Film Review: Alex Garland’s ‘Annihilation’ is a sci-fi mind-bender

Annihilation
Courtesy of Boxsetter

Sci-fi is the best film genre there is. You may feel differently, but for me, nothing comes close to what sci-fi can do in terms of scope, imagination or provocation. My favorite films from the past few years have all been sci-fi; “Blade Runner 2049” last year, “Arrival” the year before that, and even “The Force Awakens” the year before that. This year, I was very much looking forward to writer/director Alex Garland’s “Annihilation.” Garland helmed 2015’s critically acclaimed “Ex Machina,” a film that works on a small scale but presents broad implications about humanity and our relationship with technology, so I was curious to see what he would do with “Annihilation.” Even as I write this review, I’m still not entirely sure what I just saw.

“Annihilation” stars Natalie Portman as Lena, a biologist who embarks on a mission with a group of scientists into a mysterious, rapidly expanding area called “The Shimmer,” a place where inexplicable biological phenomena and rapid mutations have occurred. That’s an extremely vague synopsis, because I probably couldn’t describe the events that follow even if I wanted to.

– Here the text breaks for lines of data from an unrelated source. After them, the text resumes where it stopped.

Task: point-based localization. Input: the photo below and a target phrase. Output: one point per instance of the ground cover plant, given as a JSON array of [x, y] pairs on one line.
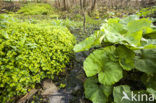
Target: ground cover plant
[[123, 59], [29, 53]]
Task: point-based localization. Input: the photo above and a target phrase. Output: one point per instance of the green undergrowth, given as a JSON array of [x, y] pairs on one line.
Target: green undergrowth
[[122, 61], [30, 52]]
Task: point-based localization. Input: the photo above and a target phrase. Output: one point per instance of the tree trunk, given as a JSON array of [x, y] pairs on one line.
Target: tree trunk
[[93, 5], [64, 4]]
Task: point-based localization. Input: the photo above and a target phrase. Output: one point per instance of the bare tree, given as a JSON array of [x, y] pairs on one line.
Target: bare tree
[[93, 5]]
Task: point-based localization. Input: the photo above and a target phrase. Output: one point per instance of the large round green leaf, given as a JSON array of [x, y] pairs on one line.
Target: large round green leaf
[[126, 57], [110, 74], [119, 92], [146, 61], [104, 62]]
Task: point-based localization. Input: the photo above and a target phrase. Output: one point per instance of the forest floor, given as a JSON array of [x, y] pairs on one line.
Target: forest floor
[[73, 91]]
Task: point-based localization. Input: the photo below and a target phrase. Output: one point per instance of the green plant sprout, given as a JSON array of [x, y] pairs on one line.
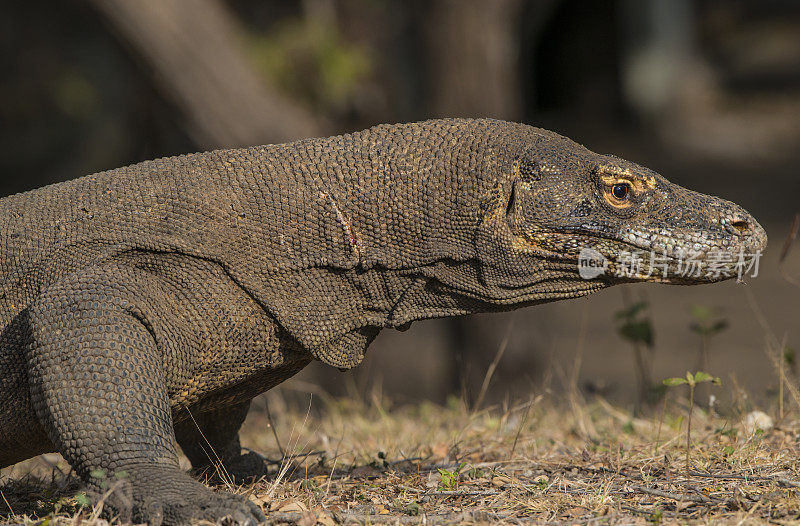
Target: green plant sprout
[[692, 381]]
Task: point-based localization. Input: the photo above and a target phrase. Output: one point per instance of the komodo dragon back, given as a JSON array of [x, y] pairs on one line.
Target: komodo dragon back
[[145, 306]]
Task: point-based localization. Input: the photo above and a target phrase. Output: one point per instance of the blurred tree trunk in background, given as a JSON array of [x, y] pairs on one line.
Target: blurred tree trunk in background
[[191, 48], [473, 50]]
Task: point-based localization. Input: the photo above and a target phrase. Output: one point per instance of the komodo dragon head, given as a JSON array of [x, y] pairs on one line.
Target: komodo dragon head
[[566, 221]]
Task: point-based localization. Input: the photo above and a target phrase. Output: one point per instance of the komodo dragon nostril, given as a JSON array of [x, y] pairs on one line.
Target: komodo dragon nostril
[[741, 226]]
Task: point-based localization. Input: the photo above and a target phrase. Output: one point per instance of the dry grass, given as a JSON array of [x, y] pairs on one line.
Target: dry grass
[[534, 462]]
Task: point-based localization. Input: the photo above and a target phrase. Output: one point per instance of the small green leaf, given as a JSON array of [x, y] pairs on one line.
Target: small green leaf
[[412, 509]]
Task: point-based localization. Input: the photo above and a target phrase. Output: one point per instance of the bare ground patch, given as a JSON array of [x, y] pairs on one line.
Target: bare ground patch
[[538, 461]]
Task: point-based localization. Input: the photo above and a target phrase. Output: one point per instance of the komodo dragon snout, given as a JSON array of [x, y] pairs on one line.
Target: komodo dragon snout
[[565, 204]]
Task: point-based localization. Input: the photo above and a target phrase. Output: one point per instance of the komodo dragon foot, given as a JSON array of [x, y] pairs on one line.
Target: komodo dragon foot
[[164, 495]]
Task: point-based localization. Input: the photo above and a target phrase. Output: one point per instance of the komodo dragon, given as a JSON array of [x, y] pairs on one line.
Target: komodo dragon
[[143, 305]]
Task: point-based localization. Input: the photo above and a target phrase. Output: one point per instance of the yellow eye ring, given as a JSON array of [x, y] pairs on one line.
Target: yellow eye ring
[[620, 191]]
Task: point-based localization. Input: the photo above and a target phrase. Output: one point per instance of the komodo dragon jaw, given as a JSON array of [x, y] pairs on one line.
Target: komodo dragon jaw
[[644, 227]]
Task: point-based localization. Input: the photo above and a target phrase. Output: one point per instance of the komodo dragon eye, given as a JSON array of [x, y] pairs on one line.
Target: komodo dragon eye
[[620, 191]]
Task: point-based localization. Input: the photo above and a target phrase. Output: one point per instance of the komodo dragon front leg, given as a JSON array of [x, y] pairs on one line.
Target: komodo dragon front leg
[[100, 387], [210, 441]]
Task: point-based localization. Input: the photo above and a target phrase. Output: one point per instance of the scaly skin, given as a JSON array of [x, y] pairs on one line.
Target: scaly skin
[[139, 304]]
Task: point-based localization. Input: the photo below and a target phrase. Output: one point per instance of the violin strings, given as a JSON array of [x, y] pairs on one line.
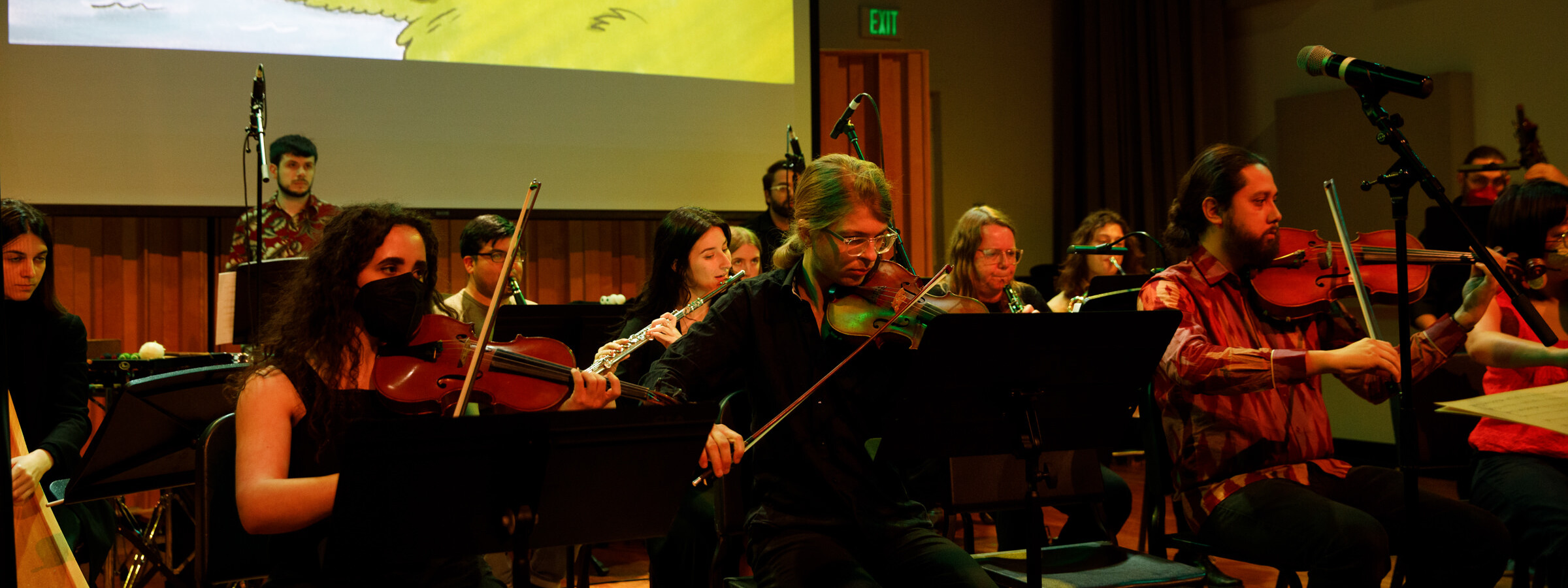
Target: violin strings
[[545, 369]]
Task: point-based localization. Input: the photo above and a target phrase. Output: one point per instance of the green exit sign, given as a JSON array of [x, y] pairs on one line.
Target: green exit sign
[[880, 22]]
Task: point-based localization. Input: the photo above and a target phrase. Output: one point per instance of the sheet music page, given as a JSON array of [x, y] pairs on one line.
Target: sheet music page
[[1543, 406], [223, 314]]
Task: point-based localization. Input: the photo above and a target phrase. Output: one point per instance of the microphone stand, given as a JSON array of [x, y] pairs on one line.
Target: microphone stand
[[855, 140], [259, 131], [1401, 176]]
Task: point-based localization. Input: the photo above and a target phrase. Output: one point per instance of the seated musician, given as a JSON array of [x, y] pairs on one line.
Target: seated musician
[[985, 257], [1522, 471], [1244, 410], [830, 515], [483, 247], [745, 253], [48, 377], [366, 283], [691, 259], [1098, 228]]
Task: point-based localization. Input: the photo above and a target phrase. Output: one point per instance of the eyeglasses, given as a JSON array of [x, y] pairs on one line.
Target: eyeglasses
[[500, 256], [993, 256], [857, 245]]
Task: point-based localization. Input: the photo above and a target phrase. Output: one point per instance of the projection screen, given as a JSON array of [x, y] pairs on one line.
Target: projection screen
[[628, 106]]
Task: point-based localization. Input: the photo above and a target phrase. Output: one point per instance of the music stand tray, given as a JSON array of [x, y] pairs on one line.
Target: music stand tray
[[483, 485], [581, 327], [1114, 292], [272, 273], [1039, 383], [146, 440]]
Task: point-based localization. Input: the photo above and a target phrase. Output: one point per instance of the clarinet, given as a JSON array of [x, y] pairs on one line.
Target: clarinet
[[608, 363], [1015, 304], [516, 292]]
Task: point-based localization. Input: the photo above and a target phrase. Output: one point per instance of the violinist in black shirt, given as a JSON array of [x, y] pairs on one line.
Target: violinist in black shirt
[[830, 515]]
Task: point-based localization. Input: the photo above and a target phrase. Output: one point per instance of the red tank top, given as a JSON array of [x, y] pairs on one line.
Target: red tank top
[[1504, 436]]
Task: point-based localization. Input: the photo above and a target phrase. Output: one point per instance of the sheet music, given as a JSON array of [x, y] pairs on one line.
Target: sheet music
[[223, 314], [1543, 406]]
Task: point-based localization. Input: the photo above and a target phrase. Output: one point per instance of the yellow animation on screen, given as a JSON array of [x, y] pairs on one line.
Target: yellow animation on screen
[[750, 41]]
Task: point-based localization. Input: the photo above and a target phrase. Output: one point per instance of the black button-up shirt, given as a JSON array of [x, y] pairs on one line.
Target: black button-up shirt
[[814, 468]]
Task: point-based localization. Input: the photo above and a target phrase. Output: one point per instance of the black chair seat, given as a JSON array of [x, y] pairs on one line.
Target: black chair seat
[[1092, 565]]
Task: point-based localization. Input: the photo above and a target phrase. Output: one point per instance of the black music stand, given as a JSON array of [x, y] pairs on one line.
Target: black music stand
[[272, 275], [483, 485], [146, 443], [581, 327], [1114, 292], [1040, 383]]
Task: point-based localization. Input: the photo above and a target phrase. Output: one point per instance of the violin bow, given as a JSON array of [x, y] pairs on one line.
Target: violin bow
[[1350, 259], [813, 389], [482, 338]]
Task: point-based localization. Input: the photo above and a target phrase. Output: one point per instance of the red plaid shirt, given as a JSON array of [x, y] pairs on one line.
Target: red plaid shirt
[[283, 236], [1235, 397]]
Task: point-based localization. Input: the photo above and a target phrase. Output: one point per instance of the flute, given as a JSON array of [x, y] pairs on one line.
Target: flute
[[608, 363]]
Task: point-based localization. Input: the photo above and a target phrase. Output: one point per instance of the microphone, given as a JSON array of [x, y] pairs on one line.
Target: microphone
[[1366, 76], [259, 112], [794, 146], [840, 127], [792, 159], [1096, 250]]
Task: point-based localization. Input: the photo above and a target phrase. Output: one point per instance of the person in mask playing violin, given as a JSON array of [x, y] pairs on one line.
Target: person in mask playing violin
[[1244, 408], [1522, 471], [828, 514], [366, 283]]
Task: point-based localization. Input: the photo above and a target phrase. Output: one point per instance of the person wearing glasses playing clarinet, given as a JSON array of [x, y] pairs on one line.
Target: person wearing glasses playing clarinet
[[483, 247], [985, 257], [828, 515], [1098, 228]]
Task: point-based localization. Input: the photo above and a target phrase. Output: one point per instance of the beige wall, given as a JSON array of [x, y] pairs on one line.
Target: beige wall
[[1514, 52], [992, 104]]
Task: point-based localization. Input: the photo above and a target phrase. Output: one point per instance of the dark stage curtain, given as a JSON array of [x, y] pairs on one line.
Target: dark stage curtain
[[1141, 88]]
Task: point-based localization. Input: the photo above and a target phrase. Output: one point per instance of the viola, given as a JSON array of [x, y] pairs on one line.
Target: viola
[[863, 310], [523, 375], [1311, 272]]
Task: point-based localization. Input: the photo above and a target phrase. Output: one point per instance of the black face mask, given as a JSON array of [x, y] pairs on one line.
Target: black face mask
[[391, 308]]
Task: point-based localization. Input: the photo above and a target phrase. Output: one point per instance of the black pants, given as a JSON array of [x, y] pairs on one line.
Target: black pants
[[1343, 531], [835, 557], [1529, 495], [683, 559], [1010, 526]]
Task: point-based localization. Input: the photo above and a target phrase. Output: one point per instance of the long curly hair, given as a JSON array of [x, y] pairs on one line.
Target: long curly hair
[[20, 218], [825, 193], [314, 335], [1075, 270], [665, 289], [1216, 173]]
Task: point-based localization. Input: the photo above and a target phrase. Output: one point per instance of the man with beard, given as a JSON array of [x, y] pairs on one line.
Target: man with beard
[[828, 514], [294, 218], [772, 226], [1243, 406]]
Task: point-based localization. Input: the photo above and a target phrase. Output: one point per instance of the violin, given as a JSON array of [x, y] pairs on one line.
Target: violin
[[863, 310], [523, 375], [1313, 272]]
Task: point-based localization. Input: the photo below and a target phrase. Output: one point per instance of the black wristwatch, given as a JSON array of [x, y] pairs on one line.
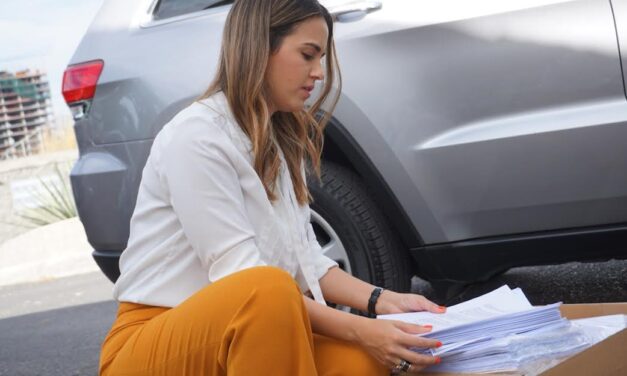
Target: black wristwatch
[[372, 302]]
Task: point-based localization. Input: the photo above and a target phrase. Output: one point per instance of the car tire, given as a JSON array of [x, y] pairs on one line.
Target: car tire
[[348, 223]]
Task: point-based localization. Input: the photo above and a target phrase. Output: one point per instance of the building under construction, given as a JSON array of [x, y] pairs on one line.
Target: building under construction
[[25, 112]]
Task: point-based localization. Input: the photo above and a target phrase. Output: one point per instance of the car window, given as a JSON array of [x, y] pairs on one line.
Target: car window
[[171, 8]]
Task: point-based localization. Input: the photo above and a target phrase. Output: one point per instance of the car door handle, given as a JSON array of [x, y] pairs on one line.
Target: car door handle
[[354, 11]]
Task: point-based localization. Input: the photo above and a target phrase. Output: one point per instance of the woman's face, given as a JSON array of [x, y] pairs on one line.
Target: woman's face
[[296, 65]]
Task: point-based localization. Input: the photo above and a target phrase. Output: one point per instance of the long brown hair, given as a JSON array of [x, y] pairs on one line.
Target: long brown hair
[[253, 31]]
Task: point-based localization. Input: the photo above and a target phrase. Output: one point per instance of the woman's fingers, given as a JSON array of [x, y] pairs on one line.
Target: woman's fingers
[[418, 361], [430, 306], [413, 328]]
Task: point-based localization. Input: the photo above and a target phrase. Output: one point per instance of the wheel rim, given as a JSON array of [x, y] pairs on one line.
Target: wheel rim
[[333, 248]]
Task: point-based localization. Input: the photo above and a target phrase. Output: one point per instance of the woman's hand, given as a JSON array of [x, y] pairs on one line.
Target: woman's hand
[[393, 302], [389, 342]]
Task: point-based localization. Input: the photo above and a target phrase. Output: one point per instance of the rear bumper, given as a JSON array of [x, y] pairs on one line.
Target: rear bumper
[[105, 180], [480, 259], [108, 263]]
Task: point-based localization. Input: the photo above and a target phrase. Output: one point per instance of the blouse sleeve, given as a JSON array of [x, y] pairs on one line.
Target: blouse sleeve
[[321, 263], [205, 193]]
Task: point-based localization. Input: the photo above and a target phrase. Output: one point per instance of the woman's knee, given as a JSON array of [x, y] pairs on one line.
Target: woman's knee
[[335, 357]]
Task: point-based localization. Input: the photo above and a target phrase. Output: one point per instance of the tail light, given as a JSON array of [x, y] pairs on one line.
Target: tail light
[[79, 86]]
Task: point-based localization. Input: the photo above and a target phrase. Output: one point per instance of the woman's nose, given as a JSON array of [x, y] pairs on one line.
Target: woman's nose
[[318, 71]]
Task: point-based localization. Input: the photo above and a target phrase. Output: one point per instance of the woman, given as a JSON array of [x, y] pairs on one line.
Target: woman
[[221, 248]]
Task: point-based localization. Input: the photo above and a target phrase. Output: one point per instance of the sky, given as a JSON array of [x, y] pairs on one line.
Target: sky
[[43, 34]]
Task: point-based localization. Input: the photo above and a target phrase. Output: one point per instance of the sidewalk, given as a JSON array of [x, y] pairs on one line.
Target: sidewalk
[[49, 252]]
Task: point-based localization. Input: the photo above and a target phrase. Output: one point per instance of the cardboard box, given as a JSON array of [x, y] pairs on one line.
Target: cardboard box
[[606, 358]]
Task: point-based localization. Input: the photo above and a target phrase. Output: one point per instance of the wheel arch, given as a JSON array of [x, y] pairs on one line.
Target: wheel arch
[[341, 148]]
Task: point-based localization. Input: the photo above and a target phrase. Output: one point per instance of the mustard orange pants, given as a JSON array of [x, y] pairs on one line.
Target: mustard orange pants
[[253, 322]]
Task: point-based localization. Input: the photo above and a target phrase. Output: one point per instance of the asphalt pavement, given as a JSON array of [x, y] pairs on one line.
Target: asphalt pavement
[[55, 327]]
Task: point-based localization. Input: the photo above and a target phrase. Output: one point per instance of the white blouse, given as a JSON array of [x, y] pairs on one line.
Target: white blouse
[[202, 213]]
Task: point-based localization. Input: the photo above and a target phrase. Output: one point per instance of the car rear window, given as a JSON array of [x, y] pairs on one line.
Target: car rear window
[[172, 8]]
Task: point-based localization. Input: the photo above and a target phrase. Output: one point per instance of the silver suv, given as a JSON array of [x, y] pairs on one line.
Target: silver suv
[[470, 137]]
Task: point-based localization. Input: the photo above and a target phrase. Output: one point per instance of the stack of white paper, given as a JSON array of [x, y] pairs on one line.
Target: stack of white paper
[[497, 332]]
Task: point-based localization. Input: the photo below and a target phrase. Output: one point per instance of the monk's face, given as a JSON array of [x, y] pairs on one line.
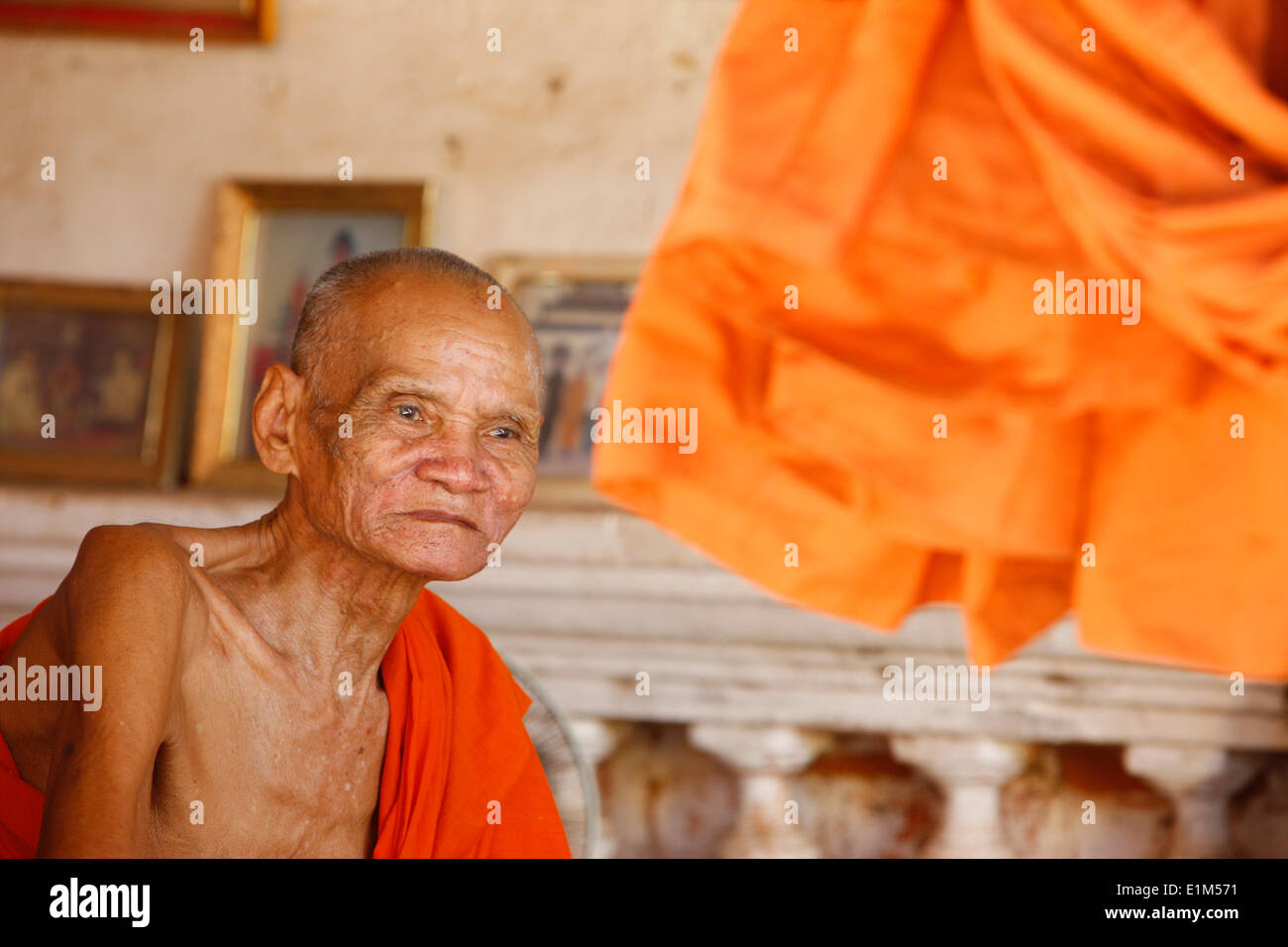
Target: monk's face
[[442, 393]]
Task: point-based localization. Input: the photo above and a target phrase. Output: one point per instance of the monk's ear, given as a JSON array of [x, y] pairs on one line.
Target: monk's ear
[[278, 406]]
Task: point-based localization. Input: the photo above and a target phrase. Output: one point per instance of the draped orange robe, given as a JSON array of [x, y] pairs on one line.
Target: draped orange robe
[[456, 749], [846, 295]]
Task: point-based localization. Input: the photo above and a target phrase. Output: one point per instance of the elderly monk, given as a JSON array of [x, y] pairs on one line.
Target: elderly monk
[[290, 686]]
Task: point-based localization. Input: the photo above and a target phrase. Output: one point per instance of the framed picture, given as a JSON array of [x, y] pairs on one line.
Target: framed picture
[[224, 20], [89, 380], [576, 307], [281, 237]]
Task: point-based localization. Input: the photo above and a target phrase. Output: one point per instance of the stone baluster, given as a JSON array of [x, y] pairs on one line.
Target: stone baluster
[[764, 759], [971, 772], [596, 740], [1199, 783]]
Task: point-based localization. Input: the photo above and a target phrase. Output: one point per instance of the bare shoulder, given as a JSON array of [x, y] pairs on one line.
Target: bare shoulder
[[128, 582]]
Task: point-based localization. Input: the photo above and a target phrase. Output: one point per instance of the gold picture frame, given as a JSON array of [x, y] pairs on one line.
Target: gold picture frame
[[243, 21], [576, 305], [269, 232], [89, 384]]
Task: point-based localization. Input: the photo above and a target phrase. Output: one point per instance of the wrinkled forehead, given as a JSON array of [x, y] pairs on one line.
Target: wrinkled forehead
[[434, 326]]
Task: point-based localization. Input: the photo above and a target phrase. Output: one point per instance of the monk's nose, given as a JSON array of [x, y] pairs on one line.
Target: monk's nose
[[452, 462]]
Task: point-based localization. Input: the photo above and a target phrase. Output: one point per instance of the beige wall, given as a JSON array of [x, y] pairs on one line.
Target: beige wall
[[533, 149]]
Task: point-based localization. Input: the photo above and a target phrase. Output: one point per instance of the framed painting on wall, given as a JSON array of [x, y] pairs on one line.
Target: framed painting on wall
[[226, 20], [576, 307], [282, 236], [89, 380]]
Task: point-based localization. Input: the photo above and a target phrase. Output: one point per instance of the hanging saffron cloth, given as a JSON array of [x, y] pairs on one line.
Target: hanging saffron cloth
[[857, 294]]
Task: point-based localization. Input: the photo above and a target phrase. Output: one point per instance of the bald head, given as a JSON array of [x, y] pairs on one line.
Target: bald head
[[410, 415], [323, 321]]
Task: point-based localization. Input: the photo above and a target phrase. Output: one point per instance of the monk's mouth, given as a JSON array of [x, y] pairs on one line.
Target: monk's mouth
[[438, 517]]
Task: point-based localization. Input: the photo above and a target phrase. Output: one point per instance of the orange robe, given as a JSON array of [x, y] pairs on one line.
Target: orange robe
[[456, 754], [848, 295]]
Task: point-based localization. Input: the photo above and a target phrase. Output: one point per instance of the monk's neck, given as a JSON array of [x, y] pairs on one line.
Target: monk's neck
[[321, 604]]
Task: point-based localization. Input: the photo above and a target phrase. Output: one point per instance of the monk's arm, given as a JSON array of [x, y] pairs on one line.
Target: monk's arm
[[125, 600]]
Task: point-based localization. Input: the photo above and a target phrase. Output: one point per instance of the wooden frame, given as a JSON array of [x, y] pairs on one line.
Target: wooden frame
[[518, 273], [248, 21], [155, 463], [217, 458]]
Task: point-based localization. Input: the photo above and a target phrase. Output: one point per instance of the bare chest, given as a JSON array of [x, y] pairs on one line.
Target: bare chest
[[268, 766]]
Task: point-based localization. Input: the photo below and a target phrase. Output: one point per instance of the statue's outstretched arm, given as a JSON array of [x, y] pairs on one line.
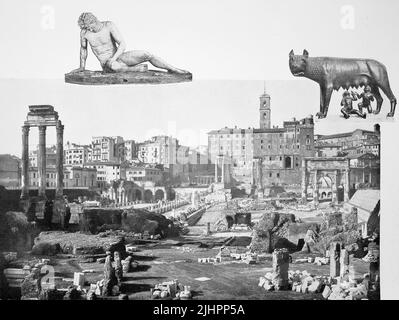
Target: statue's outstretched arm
[[83, 53], [117, 36]]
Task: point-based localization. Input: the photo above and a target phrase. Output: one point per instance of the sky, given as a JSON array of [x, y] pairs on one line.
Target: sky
[[230, 46], [224, 39], [186, 111]]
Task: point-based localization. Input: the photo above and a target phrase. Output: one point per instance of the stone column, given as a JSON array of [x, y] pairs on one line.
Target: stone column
[[281, 264], [216, 169], [222, 170], [121, 194], [41, 161], [60, 160], [304, 184], [344, 262], [335, 252], [335, 188], [25, 163], [315, 189], [347, 185]]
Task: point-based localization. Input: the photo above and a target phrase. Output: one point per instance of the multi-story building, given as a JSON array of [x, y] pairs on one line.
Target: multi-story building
[[130, 150], [274, 153], [364, 171], [50, 157], [159, 150], [356, 139], [141, 173], [105, 149], [75, 154], [108, 172], [74, 177]]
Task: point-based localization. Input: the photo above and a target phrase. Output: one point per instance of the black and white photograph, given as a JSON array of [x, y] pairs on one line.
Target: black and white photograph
[[212, 151]]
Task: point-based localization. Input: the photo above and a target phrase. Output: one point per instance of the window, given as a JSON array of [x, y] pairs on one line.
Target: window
[[288, 163]]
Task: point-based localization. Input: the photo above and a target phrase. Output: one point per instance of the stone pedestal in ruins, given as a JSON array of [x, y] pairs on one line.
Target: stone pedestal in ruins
[[335, 253], [281, 264]]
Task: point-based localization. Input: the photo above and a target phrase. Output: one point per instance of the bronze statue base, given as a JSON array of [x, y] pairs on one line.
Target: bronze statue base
[[147, 77]]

Let’s start with the concrete things I can say about “Annihilation.” Visually, the film is stunning. Being inside the Shimmer is what I imagine being in a gigantic soap bubble is like. Everything is vibrant and colorful, and you can often catch glimpses of a rainbow-like “shimmer” in the lighting. This area is simultaneously nightmarish and dreamlike, offering a world that, for better or worse, you will not be able to tear their eyes away from. The performances are also great, especially Portman, who plays the character with calculated restraint that devolves into brokenness and damage. The film is largely from her perspective, but she also has a good supporting cast around her, particularly Gina Rodriguez, Tessa Thompson and Oscar Isaac as Lena’s husband Kane. These other characters have some semblance of an arc, but they definitely could have been fleshed out more.

Outside of that, I have a lot of conflicting thoughts about “Annihilation.” For the first two acts, the story is very enthralling; Garland sets up personal stakes for Lena wanting to venture into this world, and he lays out all these different breadcrumbs as she journeys farther and farther into the Shimmer. It’s the third act that is going to lose a lot of people, and to be honest, I’m still going back and forth as to whether it lost me.

Throughout the movie, I was always waiting for the other shoe to drop, like there was some big moment that would resolve everything. What “Annihilation” does is, instead of dropping a shoe, it drops a sandal. The resolution of Lena’s journey is unlike anything I was prepared for, and after the film ended, it left me wondering for the next few hours what I had watched. I found myself thinking back through the movie, searching in my brain if there were other points in the film that suggested an ending like that. I turned to the internet, reading the Wikipedia plot summary and watching other reviewers discuss the film to see what they thought. “Annihilation” created this curiosity within me to understand what had happened, one I haven’t been able to satisfy.

The thing I watched that resonated the most was a (non-spoiler) interview with Alex Garland, in which he discussed the process behind making “Annihilation.” He said the thesis of it was the idea that all humans are self-destructive. This certainly makes sense, because the characters do overtly discuss the idea of self-destruction, but Garland also talked about how that self-destruction was meaningless. This struck me as odd, because don’t we all have at least some motivated reasoning behind why we do the things that we do? After he mentioned this though, I began to think back on the film, specifically Lena’s actions and her relationship with her husband, and how the Shimmer is, in some ways, a manifestation of these self-destructive struggles. There’s a lot of depth to be pulled from concepts like this, and I think Garland leaves this film intentionally open-ended because perhaps the nature of these events are meaningless and random — not unlike biological evolution itself.

“Annihilation” is definitely not a film for everyone. It leaves a lot of questions unanswered, and its conclusion is not entirely satisfying. That being said, I like when a film makes me think, and “Annihilation” certainly has that going for it. This will be a sci-fi film that people debate about for years to come, and I think for that reason alone, it’s worth taking a look at.